Podsol (also spelled Podzol) is the typical soil of Boreal forests. The name is Russian for ash soil, and it is found in areas that are wet and cold (for example in Northern Ontario). The bleached soil, which is usually 4-8 cm thick, is low in iron and lime, and is formed under moist and cool conditions. It is found under a layer of organic material in the process of decomposition, which is usually 5-10 cm thick. In the middle, there is often a thin layer of 0,5 to 1 cm. The bleached soil goes over into a red or redbrown horizon called rusty soil. The color is strongest in the upper part, and change at a depth of 50 to 100 cm progressively to the part of the soil that is mainly not affected by processes; that is the parent material. The soil profiles are designated the letters A (transitional layer with organic matter), E (bleached soil), B (rusty soil) and C (parent material).
Podzolisation is a complex process (or number of sub-processes) in which organic material and soluble minerals (commonly iron and aluminium) are leached from the A to the B horizon.
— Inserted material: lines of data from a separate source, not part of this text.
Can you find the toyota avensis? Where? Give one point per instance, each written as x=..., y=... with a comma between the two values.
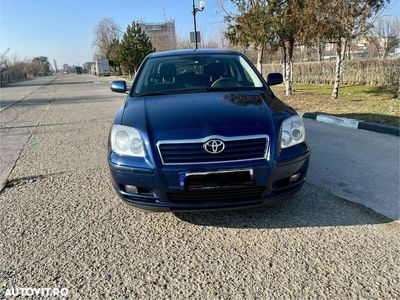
x=201, y=129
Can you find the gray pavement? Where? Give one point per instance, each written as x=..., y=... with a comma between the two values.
x=358, y=165
x=63, y=226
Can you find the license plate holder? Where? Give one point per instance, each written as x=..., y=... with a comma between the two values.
x=216, y=180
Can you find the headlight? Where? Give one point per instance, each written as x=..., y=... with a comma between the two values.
x=292, y=132
x=126, y=141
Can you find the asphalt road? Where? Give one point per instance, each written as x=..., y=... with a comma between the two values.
x=63, y=226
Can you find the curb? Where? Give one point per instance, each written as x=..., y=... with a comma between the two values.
x=352, y=123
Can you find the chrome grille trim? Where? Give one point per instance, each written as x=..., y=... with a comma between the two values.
x=266, y=155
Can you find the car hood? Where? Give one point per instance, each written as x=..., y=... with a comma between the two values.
x=198, y=115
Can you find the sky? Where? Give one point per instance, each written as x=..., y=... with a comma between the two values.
x=63, y=29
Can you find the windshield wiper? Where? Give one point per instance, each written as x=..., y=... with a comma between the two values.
x=227, y=89
x=152, y=94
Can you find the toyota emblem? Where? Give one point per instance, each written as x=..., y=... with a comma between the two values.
x=214, y=146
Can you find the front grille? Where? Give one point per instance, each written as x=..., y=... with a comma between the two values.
x=192, y=151
x=221, y=194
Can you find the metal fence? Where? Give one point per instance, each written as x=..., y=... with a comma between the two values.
x=370, y=71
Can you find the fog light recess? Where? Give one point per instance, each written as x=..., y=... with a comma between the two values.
x=295, y=177
x=131, y=189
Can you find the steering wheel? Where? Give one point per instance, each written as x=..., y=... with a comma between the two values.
x=224, y=82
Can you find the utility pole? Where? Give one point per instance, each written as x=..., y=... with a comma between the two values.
x=195, y=10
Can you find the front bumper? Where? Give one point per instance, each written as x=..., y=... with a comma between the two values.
x=158, y=185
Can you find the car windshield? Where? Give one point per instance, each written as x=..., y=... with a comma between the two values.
x=196, y=73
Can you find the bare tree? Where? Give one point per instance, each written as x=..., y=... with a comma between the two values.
x=385, y=35
x=106, y=33
x=341, y=21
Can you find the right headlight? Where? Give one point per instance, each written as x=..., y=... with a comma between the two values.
x=126, y=141
x=292, y=131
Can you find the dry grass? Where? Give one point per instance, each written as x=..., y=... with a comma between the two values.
x=369, y=103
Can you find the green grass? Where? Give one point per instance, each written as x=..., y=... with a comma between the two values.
x=369, y=103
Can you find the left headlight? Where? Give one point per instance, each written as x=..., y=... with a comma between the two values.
x=292, y=131
x=126, y=141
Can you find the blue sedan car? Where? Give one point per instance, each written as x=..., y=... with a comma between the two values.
x=202, y=130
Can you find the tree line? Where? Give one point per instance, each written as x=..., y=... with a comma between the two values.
x=13, y=68
x=126, y=51
x=280, y=25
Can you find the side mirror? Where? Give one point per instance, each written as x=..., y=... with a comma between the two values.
x=274, y=78
x=119, y=86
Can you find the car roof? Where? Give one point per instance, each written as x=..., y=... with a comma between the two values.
x=192, y=52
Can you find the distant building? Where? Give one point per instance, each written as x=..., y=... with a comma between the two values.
x=162, y=35
x=87, y=66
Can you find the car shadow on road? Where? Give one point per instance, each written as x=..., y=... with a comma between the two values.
x=311, y=207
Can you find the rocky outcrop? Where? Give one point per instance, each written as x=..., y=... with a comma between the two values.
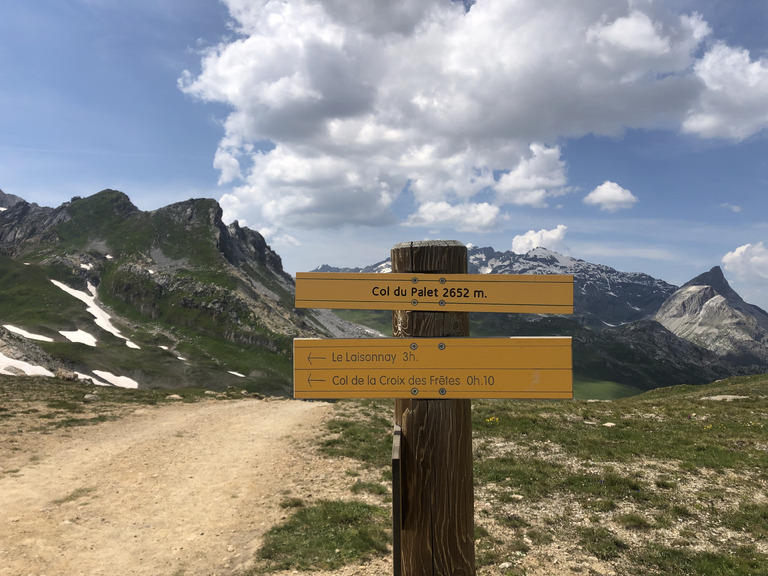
x=709, y=313
x=8, y=200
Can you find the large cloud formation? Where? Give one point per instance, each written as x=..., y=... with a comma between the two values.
x=339, y=109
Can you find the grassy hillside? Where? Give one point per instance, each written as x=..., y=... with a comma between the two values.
x=669, y=482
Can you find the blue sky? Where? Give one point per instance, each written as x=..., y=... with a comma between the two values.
x=629, y=133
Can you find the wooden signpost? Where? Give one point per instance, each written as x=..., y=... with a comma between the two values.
x=529, y=293
x=433, y=369
x=422, y=368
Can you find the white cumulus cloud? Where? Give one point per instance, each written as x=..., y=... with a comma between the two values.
x=749, y=263
x=336, y=107
x=610, y=197
x=552, y=239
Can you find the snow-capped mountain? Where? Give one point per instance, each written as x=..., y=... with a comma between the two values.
x=603, y=296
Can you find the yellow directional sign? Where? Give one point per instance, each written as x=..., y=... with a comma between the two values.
x=527, y=293
x=425, y=368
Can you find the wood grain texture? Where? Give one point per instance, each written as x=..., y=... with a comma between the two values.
x=437, y=497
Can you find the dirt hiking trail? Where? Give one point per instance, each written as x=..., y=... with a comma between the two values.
x=176, y=489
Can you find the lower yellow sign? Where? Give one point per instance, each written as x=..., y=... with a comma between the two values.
x=424, y=368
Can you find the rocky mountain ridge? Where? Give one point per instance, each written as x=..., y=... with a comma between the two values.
x=603, y=296
x=209, y=304
x=629, y=327
x=709, y=313
x=205, y=303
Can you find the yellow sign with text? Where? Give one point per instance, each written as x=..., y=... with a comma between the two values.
x=523, y=293
x=429, y=368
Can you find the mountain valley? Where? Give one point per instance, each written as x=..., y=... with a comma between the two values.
x=175, y=297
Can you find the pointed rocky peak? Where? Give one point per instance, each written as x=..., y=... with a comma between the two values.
x=716, y=279
x=104, y=205
x=194, y=212
x=8, y=200
x=709, y=313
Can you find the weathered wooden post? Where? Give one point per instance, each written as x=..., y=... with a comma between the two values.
x=437, y=533
x=432, y=378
This process of podzolisation results in the characteristic soil profile of spodosols, in which the E horizon is an ashen grey or white colour without structure and there is a distinctive hardpan oxide layer in the B horizon.
However, as conifers allelopathically reduce competition by producing a thick O horizon of acidic and poisonous leaf litter that is slow to decompose, the primary form of plant-soil interactions is that of the conifers themselves.